The Role of Information: Providing information on facility performance helped communities to identify the most urgent areas for actionable improvement. In the development of the community action plans, information and participation communities almost exclusively identified local issues that the health workers or the patients could address themselves, such as absenteeism, opening hours, and waiting times. Without information, the participation-only group mostly identified issues that required third-party actions—e.g. more financial support and timely deliveries of medicines.
The Role of Community Heterogeneity: In the short-run, the information and participation intervention was significantly less effective for ethnically heterogeneous communities and those with more income inequality. In these heterogeneous treatment communities, fewer patients sought child birth deliveries, prenatal care, and family planning than in homogenous treatment communities. They also were less likely to actively monitor healthcare providers than homogeneous treatment communities. This suggests that, while the information and participation intervention resulted in a more engaged community that discussed health service provision, more ethnically fractionalized communities had problems turning this activity into action according to the short-run results.

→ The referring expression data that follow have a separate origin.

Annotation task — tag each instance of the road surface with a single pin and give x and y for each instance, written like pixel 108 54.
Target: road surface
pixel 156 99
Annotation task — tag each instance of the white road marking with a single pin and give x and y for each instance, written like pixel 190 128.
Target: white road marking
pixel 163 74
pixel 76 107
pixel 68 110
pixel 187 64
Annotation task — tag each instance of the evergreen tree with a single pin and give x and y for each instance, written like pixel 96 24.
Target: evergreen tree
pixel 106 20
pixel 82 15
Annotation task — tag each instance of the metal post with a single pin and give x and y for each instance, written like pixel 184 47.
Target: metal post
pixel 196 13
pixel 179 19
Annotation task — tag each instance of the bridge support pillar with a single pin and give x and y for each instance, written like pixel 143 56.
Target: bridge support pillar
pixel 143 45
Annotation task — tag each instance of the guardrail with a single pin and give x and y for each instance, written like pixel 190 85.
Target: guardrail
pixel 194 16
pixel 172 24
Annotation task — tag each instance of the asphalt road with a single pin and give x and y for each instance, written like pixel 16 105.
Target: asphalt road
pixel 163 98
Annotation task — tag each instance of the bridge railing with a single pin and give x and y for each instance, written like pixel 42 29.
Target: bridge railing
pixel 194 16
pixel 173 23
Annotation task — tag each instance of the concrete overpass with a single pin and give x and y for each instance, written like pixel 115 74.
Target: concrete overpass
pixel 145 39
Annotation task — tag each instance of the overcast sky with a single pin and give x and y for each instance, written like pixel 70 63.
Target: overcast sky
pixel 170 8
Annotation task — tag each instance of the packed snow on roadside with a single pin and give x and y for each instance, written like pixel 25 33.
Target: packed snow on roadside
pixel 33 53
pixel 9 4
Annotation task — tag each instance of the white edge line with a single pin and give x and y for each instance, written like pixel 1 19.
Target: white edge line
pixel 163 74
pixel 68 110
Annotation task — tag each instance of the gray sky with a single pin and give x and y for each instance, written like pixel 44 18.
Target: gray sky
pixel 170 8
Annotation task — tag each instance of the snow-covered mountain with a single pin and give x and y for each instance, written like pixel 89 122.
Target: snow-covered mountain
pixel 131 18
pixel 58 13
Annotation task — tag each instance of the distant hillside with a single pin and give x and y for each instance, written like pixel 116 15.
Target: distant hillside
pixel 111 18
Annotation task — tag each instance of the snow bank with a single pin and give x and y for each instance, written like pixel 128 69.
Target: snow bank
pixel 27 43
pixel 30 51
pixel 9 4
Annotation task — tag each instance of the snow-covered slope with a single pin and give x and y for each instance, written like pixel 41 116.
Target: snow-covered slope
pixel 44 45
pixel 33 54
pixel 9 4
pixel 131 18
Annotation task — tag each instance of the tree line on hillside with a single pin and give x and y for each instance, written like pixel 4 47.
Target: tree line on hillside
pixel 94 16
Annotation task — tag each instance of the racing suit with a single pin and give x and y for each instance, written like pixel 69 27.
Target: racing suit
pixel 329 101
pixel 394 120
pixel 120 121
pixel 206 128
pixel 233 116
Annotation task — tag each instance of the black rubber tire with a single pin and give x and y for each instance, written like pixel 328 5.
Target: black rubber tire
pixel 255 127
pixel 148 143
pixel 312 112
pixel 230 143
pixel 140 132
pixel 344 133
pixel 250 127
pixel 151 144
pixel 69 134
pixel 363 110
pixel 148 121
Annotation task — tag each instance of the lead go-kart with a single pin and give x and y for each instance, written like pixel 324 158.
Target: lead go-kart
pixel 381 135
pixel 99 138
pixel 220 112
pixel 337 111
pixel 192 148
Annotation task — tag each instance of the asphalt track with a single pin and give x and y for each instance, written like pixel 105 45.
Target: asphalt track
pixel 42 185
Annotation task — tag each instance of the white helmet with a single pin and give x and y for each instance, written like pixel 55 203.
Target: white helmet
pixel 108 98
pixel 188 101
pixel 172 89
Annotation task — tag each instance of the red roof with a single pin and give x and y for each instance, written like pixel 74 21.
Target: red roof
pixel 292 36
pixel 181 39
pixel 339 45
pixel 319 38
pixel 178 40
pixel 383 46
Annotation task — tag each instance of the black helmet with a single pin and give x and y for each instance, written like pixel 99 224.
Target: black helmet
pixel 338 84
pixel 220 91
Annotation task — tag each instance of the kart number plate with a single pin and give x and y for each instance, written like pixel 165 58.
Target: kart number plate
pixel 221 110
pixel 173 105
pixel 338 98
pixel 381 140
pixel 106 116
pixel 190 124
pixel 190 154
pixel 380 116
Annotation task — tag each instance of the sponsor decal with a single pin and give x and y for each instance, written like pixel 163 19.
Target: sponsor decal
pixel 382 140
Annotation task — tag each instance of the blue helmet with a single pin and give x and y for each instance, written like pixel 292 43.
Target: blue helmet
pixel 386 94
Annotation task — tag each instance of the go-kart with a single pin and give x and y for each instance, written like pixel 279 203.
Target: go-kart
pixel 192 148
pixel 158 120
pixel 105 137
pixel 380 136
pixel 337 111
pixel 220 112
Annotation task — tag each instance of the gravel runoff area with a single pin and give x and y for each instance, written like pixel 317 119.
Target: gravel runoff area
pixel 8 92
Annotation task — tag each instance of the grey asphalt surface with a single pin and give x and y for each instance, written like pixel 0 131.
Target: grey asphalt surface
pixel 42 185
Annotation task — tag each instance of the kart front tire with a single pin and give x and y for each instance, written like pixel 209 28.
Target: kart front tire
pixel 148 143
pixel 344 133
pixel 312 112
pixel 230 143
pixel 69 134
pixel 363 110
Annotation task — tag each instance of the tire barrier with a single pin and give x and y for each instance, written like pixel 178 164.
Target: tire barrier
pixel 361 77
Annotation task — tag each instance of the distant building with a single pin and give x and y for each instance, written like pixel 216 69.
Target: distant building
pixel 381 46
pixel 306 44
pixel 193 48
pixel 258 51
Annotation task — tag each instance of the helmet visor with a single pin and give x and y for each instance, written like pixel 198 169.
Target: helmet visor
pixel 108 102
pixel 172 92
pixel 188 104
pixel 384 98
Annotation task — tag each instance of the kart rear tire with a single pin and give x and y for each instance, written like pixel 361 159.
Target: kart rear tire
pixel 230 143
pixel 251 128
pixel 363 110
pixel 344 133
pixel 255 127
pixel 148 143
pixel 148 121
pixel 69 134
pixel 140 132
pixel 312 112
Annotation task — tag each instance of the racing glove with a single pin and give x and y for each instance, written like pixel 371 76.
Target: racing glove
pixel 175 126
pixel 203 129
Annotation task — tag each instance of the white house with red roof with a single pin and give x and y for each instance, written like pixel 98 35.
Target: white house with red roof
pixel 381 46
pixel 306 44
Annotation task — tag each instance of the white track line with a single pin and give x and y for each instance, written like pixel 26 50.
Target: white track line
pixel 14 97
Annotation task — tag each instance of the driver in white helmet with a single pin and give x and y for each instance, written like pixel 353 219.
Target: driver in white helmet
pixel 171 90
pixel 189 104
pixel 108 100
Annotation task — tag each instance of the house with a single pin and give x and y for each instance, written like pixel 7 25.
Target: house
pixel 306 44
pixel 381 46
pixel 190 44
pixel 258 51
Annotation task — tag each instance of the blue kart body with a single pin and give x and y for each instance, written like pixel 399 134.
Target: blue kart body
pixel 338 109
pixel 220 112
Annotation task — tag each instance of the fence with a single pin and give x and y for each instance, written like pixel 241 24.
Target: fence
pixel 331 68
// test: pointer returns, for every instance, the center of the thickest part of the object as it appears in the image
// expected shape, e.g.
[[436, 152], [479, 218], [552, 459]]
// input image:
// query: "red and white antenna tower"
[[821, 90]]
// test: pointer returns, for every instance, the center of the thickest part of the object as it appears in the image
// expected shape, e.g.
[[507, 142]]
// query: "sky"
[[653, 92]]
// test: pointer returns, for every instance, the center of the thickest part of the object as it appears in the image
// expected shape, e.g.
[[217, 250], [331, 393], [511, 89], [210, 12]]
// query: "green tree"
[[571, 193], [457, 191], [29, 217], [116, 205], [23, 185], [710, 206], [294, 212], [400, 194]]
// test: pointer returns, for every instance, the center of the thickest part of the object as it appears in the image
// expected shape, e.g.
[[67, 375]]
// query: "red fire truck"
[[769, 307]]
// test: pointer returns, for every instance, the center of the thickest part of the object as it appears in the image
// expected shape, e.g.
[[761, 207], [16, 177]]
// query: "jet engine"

These results suggest that assembling and disseminating relevant information is crucial in programs designed to strengthen local control and oversight, as it enables the community to focus on actionable tasks. However, more research is necessary in order to understand how the design—including the type of information provided and mechanisms for delivery—best supports local accountability efforts. While the information and participation intervention was significantly more expensive (approximately US$10,000 per facility/community over a four-year period – costs mainly related to data collection for the report cards), the findings of large and sustained positive health effects suggest that such investment in data collection and dissemination, while expensive, may be worth the cost.
Bjorkman Nyqvist, Martina, de Walque, Damien, and Jakob Svensson. 2017. “Experimental Evidence on the Long-Run Impact of Community-Based Monitoring.” American Economic Journal: Applied Economics 9(1): 33-69.
Bjorkman, Martina, and Jakob Svensson. 2010. “When is Community-Based Monitoring Effective? Evidence from a Randomized Experiment in Primary Health in Uganda?” Journal of the European Economic Association 8(2-3): 571-581.
Bjorkman, Martina, and Jakob Svensson. 2009. "Power to the People: Evidence From a Randomized Field Experiment on Community-Based Monitoring in Uganda." The Quarterly Journal of Economics 124(2): 735-69.